Upon our de novo review, we agree with the modification court's determination there had been a substantial change in David's employment or physical health since the entry of the dissolution decree which resulted in a decrease in his employment income by 23%. Beyond that, we conclude David did not establish any other factors applied in considering whether a substantial changes in circumstances since the entry of the decree that would warrant an additional reduction of his spousal support obligation had occurred, and to the extent the modification court so found, we conclude that finding was an error. Accordingly, we find David's support obligation should only be reduced by 23% to $770 a month.*fn5

B. Insurance Policy.

Jody also argues the modification court erred in terminating David's obligation to maintain an insurance policy or provide other security for future alimony payments. We agree. For all the reasons stated above, David established his employment income had decreased, and we decreased his spousal support amount by that percentage. That does not change Jody's need for spousal support, particularly if something were to happen to David. Accordingly, we reverse the modification court's finding that David no longer needed to provide an insurance policy with Jody as a beneficiary, and we reinstate the insurance policy provision in the decree of dissolution.

C. Attorney Fees.

Jody argues the modification court should have awarded her attorney fees for the modification trial. Trial courts have considerable discretion in determining whether to award attorney fees. In re Marriage of Guyer, 522 N.W.2d 818, 822 (Iowa 1994). "Whether attorney fees should be awarded depends on the respective abilities of the parties to pay." In re Marriage of Sullins, 715 N.W.2d 242, 255 (Iowa 2006) (quoting Guyer, 522 N.W.2d at 822). Additionally, an award must be fair and reasonable. Guyer, 522 N.W.2d at 822.
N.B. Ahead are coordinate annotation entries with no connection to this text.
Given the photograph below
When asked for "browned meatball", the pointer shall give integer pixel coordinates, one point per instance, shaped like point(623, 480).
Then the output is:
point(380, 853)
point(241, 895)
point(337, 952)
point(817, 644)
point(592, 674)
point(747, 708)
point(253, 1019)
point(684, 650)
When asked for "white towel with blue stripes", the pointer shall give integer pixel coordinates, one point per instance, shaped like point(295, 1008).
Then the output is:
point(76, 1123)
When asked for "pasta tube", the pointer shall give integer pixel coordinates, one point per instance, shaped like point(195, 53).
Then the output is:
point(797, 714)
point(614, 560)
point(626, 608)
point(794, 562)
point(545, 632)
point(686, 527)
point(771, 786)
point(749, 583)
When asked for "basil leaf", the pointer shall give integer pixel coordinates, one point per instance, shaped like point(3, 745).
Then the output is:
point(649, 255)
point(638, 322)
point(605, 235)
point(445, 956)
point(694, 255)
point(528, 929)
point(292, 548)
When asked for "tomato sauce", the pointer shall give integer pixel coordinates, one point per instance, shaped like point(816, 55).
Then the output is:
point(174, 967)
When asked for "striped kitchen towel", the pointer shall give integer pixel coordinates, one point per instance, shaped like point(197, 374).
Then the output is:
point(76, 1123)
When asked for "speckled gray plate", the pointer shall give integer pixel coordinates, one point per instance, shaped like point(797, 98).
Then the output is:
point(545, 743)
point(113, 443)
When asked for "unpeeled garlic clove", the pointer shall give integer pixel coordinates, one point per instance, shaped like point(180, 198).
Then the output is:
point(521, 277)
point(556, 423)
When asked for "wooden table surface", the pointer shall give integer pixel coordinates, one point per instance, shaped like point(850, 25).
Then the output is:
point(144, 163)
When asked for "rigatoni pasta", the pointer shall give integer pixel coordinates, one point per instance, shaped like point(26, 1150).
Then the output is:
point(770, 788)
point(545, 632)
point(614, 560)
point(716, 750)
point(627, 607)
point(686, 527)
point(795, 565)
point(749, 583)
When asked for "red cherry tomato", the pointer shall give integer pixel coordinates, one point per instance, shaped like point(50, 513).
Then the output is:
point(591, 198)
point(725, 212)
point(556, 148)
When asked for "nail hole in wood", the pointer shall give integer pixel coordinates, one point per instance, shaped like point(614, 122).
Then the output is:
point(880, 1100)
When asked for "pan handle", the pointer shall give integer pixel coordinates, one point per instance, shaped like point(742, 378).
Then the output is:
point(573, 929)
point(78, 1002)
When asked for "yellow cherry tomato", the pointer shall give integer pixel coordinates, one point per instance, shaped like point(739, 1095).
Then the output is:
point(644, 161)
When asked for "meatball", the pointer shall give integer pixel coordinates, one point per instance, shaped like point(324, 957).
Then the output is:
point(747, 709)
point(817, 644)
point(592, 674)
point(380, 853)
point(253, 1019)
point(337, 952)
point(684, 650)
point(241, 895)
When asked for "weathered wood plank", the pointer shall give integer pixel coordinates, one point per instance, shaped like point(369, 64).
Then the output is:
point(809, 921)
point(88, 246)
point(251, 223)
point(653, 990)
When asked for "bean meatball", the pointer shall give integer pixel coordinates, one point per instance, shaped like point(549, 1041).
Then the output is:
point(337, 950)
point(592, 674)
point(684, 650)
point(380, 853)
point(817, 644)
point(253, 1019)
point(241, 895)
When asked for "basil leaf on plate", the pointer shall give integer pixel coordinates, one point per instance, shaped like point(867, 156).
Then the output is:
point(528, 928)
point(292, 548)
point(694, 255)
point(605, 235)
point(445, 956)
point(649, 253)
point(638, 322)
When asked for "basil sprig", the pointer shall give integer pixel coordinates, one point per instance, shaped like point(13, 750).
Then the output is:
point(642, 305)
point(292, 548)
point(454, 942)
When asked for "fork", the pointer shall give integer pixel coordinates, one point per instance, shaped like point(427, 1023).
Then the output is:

The modification court required each party to pay their respective trial attorney fees, and although we modify the court's reduction of David's spousal support obligation, we cannot find the court abused its discretion in requiring each party to pay their own trial attorney fees. Accordingly, we affirm the district court's denial of trial attorney fees to Jody.

Both parties request an award of appellate attorney fees. An award of attorney fees on appeal is not a matter of right but rests within the discretion of the court. In re Marriage of Gonzalez, 561 N.W.2d 94, 99 (Iowa Ct. App. 1997). We consider the needs of the party making the request, the ability of the other party to pay, and whether the party making the request was obligated to defend the district court's decision on appeal. See In re Marriage of Maher, 596 N.W.2d 561, 568 (Iowa 1999). Because we find the modification court erred in reducing David's spousal support award to $500 a month, and Jody was required to defend that decision on appeal, we award Jody $1000 in appellate attorney fees.

IV. Conclusion.

For the reasons stated above, we modify the modification court's reduction of David's spousal support obligation to $770 a month. We also find the court erred in terminating David's insurance policy requirement, and we accordingly reinstate that provision of the original dissolution decree. Finally, we conclude the court did not abuse its discretion in requiring each party to pay their respective trial attorney fees, but we award Jody appellate attorney fees of $1000. Costs on appeal are assessed to David.